Por ejemplo, si trabaja como terminólogo en
el servicio de comunicaciones de una empresa, es posible que tenga que responder
a preguntas de sus clientes
sobre problemas terminológicos aislados (la definición exacta
de un término, la pertinencia de su uso en un determinado contexto,
su equivalente en otra lengua, etc.). Si realiza una investigación sobre
un término concreto, esto es, una investigación puntual, su análisis
del contenido será breve y conciso. Por otra parte, puede que le soliciten
hacer una investigación amplia en un ámbito de actividad dado
o en uno de sus subcampos, y preparar un glosario completo. En este caso, realizará lo
que se llama una investigación temática.
La primera actividad
de cualquier investigación temática
es preparar una lista o repertorio del corpus o fuentes escritas que
deberán
examinarse para extraer los términos. De preferencia, esta lista
de fuentes será informatizada y los títulos se codificarán
de forma que puedan ser utilizados durante la etapa de introducción
de los datos en fichas o expedientes
terminológicos. De este modo,
los usuarios podrán reconocer y decodificar fácilmente
los títulos al recuperar la información. En los grandes
bancos de
datos de terminología, este repertorio puede constituir
en sí mismo
una base de
datos documental.
Las fuentes escritas pueden ser:
- publicaciones relacionadas con
el campo
temático objeto de
estudio, bases de datos y ficheros existentes, diccionarios, obras
terminológicas
y bibliografías,
- sitios y portales Internet visitados mediante
motores de búsqueda
para realizar consultas puntuales sobre términos (por ej. WebCorp),
o consultas temáticas (por ej.
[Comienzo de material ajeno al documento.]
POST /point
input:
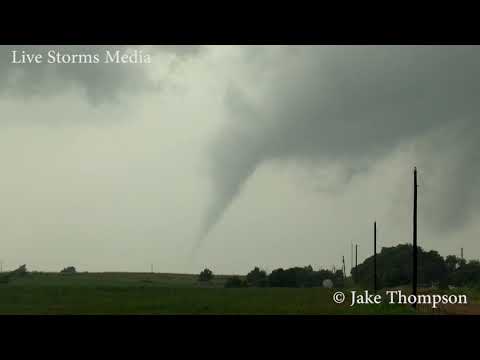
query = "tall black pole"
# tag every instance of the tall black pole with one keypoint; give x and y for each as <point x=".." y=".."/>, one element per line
<point x="375" y="257"/>
<point x="356" y="261"/>
<point x="414" y="279"/>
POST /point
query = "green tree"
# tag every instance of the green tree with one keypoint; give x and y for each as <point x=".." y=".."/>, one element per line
<point x="257" y="277"/>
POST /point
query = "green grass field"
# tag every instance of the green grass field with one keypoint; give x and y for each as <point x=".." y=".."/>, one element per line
<point x="137" y="293"/>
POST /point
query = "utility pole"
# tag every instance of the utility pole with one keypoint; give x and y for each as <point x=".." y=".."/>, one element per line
<point x="414" y="279"/>
<point x="356" y="261"/>
<point x="375" y="257"/>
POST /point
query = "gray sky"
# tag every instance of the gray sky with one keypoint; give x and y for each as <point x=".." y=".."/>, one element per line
<point x="269" y="156"/>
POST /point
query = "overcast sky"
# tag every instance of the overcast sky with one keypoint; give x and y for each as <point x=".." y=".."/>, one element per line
<point x="231" y="157"/>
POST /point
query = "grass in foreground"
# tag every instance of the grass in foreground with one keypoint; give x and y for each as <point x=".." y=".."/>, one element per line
<point x="166" y="294"/>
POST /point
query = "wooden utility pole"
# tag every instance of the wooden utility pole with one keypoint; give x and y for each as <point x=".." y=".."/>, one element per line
<point x="375" y="257"/>
<point x="414" y="278"/>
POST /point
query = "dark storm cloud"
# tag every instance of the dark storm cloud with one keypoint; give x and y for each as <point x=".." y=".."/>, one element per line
<point x="101" y="82"/>
<point x="354" y="105"/>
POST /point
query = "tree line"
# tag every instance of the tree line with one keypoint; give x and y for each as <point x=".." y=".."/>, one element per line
<point x="394" y="268"/>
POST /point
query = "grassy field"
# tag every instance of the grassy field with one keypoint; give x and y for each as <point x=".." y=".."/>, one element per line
<point x="137" y="293"/>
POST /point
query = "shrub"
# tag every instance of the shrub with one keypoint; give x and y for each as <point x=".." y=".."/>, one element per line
<point x="205" y="275"/>
<point x="69" y="270"/>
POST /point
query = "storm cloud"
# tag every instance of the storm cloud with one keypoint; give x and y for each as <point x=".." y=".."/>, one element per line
<point x="100" y="82"/>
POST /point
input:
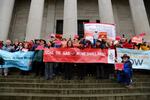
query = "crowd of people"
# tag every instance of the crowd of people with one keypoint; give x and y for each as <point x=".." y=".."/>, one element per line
<point x="51" y="69"/>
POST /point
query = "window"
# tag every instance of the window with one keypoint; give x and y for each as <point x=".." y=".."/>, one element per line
<point x="59" y="27"/>
<point x="81" y="27"/>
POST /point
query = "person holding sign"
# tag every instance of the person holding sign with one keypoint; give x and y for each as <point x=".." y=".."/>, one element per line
<point x="127" y="71"/>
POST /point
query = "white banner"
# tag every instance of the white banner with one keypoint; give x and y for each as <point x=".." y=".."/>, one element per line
<point x="140" y="59"/>
<point x="96" y="28"/>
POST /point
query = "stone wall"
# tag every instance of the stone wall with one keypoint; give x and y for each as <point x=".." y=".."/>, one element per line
<point x="87" y="9"/>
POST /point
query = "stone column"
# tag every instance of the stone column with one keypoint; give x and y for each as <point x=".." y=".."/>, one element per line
<point x="139" y="16"/>
<point x="6" y="9"/>
<point x="105" y="11"/>
<point x="70" y="18"/>
<point x="50" y="21"/>
<point x="35" y="18"/>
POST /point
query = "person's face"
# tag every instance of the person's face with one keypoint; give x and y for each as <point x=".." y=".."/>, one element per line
<point x="8" y="42"/>
<point x="37" y="42"/>
<point x="20" y="44"/>
<point x="125" y="59"/>
<point x="69" y="43"/>
<point x="42" y="42"/>
<point x="98" y="43"/>
<point x="26" y="45"/>
<point x="49" y="44"/>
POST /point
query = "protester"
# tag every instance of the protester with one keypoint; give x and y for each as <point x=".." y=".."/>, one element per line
<point x="49" y="66"/>
<point x="38" y="58"/>
<point x="1" y="44"/>
<point x="125" y="75"/>
<point x="52" y="68"/>
<point x="68" y="67"/>
<point x="8" y="48"/>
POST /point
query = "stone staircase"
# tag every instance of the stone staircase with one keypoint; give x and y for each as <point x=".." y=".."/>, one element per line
<point x="28" y="87"/>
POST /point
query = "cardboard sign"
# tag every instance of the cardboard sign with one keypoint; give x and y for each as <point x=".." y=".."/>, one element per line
<point x="119" y="66"/>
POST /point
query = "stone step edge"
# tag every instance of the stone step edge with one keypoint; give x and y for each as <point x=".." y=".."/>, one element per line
<point x="34" y="83"/>
<point x="61" y="89"/>
<point x="71" y="95"/>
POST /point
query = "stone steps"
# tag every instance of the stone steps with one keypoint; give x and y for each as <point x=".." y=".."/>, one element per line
<point x="119" y="96"/>
<point x="76" y="91"/>
<point x="61" y="80"/>
<point x="69" y="85"/>
<point x="29" y="87"/>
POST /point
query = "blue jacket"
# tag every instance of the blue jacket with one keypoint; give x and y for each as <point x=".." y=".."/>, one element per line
<point x="128" y="66"/>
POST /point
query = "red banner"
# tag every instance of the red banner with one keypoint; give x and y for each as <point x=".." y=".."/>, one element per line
<point x="75" y="55"/>
<point x="119" y="66"/>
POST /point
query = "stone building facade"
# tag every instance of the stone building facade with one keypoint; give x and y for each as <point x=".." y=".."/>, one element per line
<point x="31" y="19"/>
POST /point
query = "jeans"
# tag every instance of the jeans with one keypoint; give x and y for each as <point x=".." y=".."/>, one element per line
<point x="4" y="70"/>
<point x="49" y="70"/>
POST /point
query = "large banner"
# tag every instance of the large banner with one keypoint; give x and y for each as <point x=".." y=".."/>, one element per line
<point x="75" y="55"/>
<point x="97" y="29"/>
<point x="140" y="59"/>
<point x="20" y="59"/>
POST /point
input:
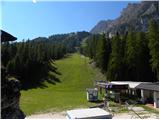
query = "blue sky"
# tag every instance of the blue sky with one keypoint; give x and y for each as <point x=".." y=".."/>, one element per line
<point x="28" y="20"/>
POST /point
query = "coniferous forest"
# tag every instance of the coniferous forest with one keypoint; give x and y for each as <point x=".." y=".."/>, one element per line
<point x="30" y="61"/>
<point x="130" y="57"/>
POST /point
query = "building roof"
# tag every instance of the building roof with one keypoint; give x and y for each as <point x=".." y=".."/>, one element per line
<point x="140" y="85"/>
<point x="131" y="84"/>
<point x="148" y="86"/>
<point x="6" y="36"/>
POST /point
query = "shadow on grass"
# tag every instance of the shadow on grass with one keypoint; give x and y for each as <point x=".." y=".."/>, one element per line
<point x="48" y="73"/>
<point x="98" y="101"/>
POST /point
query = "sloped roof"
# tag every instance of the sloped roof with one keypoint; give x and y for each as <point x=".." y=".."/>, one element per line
<point x="6" y="36"/>
<point x="148" y="86"/>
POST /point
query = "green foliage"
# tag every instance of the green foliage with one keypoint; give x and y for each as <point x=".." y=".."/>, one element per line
<point x="129" y="57"/>
<point x="116" y="63"/>
<point x="153" y="37"/>
<point x="68" y="94"/>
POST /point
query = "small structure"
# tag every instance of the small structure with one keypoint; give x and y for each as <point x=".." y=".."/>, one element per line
<point x="92" y="94"/>
<point x="112" y="89"/>
<point x="150" y="93"/>
<point x="147" y="91"/>
<point x="89" y="113"/>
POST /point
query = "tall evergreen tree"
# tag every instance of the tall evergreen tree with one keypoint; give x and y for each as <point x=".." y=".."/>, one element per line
<point x="153" y="37"/>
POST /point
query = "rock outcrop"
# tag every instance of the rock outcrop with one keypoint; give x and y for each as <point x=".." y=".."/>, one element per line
<point x="136" y="15"/>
Vivísimo),
- repertorios de
títulos publicados como Books in Print
y bibliografías informatizadas proporcionadas por documentalistas,
que también pueden realizar consultas en línea y descargar
documentos seleccionados previa solicitud (si no tiene la suerte de contar
con la ayuda de un documentalista, usted mismo tendrá que
realizar esas tareas),
- documentación recomendada por especialistas en el área
temática, quienes también pueden ofrecerle opiniones
fundamentadas en cuanto al contenido de otras fuentes de su lista,
- información contenida en periódicos, revistas y
otras publicaciones especializadas sobre los últimos avances del
conocimiento en un ámbito de actividad determinado,
- actas de conferencias,
- documentos jurídicos y reglamentos,
- publicaciones y glosarios
internos de alguna empresa u organismo gubernamental,
- manuales y folletos
de empresas,
- material publicitario.
Deberá examinar, leer y anotar
la documentación recopilada,
y tomar en consideración las opiniones recibidas de especialistas
en la materia, a fin de seleccionar los documentos más representativos
del campo temático en cuestión. Basándose en el
análisis del contenido, podrá adoptar posteriormente
un sistema
de clasificación por campo temático, establecer
un diagrama conceptual para su investigación, y extraer los
términos
que consignará en la base
de datos de terminología como
designaciones de los conceptos individuales.